But while EWF is working to create a shared industry foundation for blockchain applications, individual companies are not hanging back with pilots to develop their own bespoke blockchain solutions.

Across the UK, utilities are launching blockchain experiments and pilot schemes left, right and centre. A significant proportion of such projects are targeted at enabling peer-to-peer trading, which many believe is the realm in which blockchain can offer the biggest dividends.

Earlier this month, Centrica announced it was joining forces with the US company LO3, which is also behind the Brooklyn Microgrid platform, to look at how blockchain can be used to buy and sell energy in the UK. As part of the trial, a local energy market among 200 businesses and homes will be tested in Cornwall, using LO3’s Exergy platform.

And in April, the tech start-up Verv announced it had completed the first peer-to-peer trade on its test blockchain platform on Hackney’s Bannister housing estate.

Samuel Pachoud, a senior manager at EY, says blockchain’s ability to eliminate the substantial costs involved in trading electricity is what makes it so promising as a peer-to-peer market enabler.

Currently, a high price to play makes it “highly impractical” for homeowners to take control of their own energy trading. But with blockchain, such barriers could be significantly reduced, freeing up the potential for individuals to manage trading and payments for small-scale generators, battery storage systems and electric vehicles, all of which could help to balance supply and demand in real time, as well as empowering so-called prosumers.

“We have a very cumbersome and complex value chain with different players, retailers, settling companies and trading platforms,” Pachoud tells Utility Week. “Blockchain can simplify the relationship between the provider and the user.
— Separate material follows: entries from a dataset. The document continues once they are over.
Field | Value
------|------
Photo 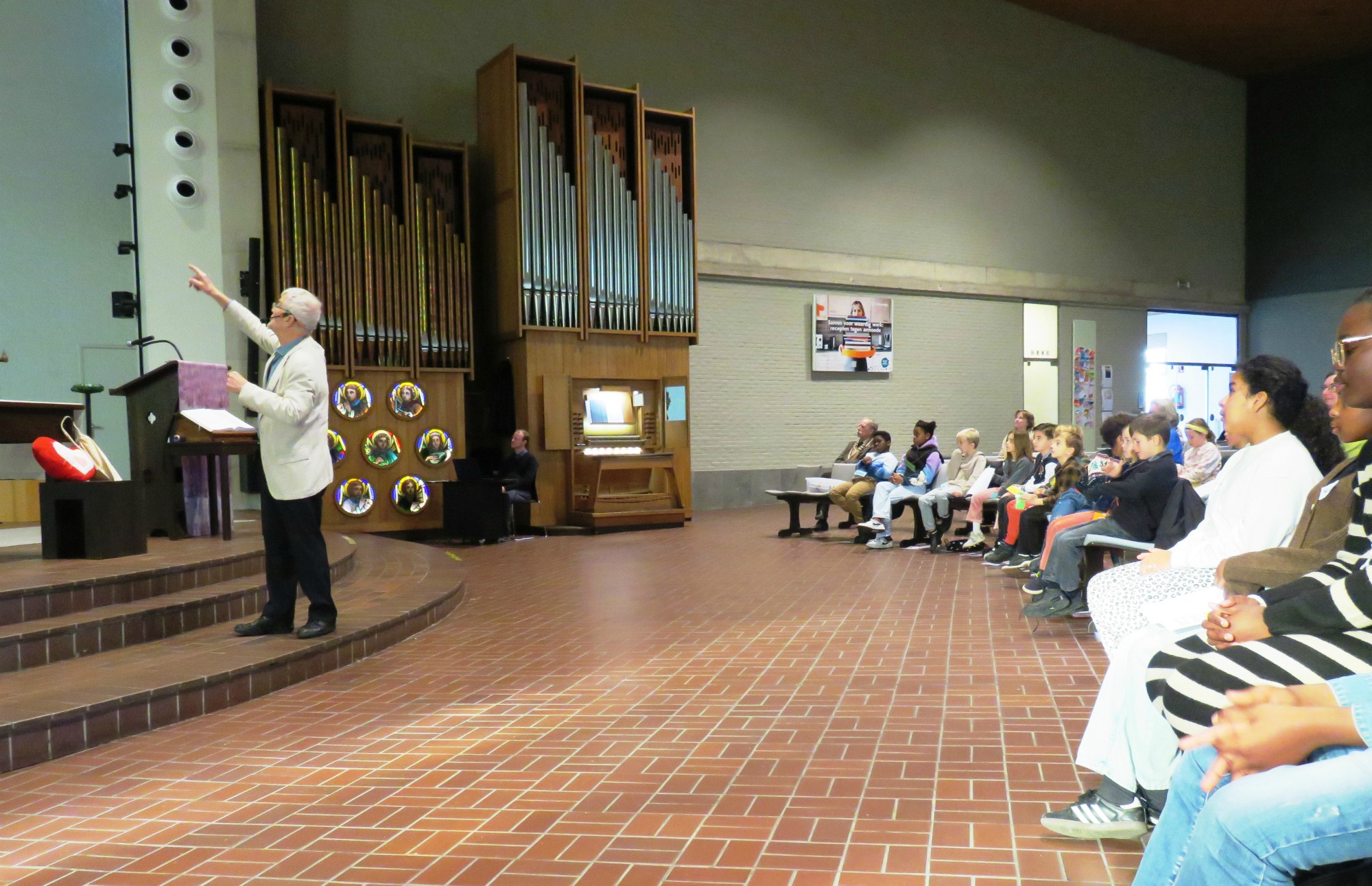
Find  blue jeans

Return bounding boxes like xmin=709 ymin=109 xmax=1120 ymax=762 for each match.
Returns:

Everyone will be able to participate in the market and not just be able to buy and sell power with your neighbour, but with anyone in the market.”

PwC’s energy blockchain lead for the UK and partner Steve Batt says the technology also has the potential to speed up and increase the accuracy of energy settlements, because “it offers greater transparency and accuracy of data between counterparties and industry participants”.

“We have a simple test that we use with clients,” says Batt. “We say there are six things to check and you need to have four of them in order for blockchain potentially to be a solution to your problem.

“Blockchain can work for you if there are multiple parties that share data; you need to validate data; there needs to be trust among people; there are intermediaries that add to complexity and taking them out might reduce cost and complexity; there are time-sensitive interactions and people have to interact with each other quite frequently.

“And when I look at those characteristics of where blockchain can help, I see many instances within the energy industry where that is true,” he says.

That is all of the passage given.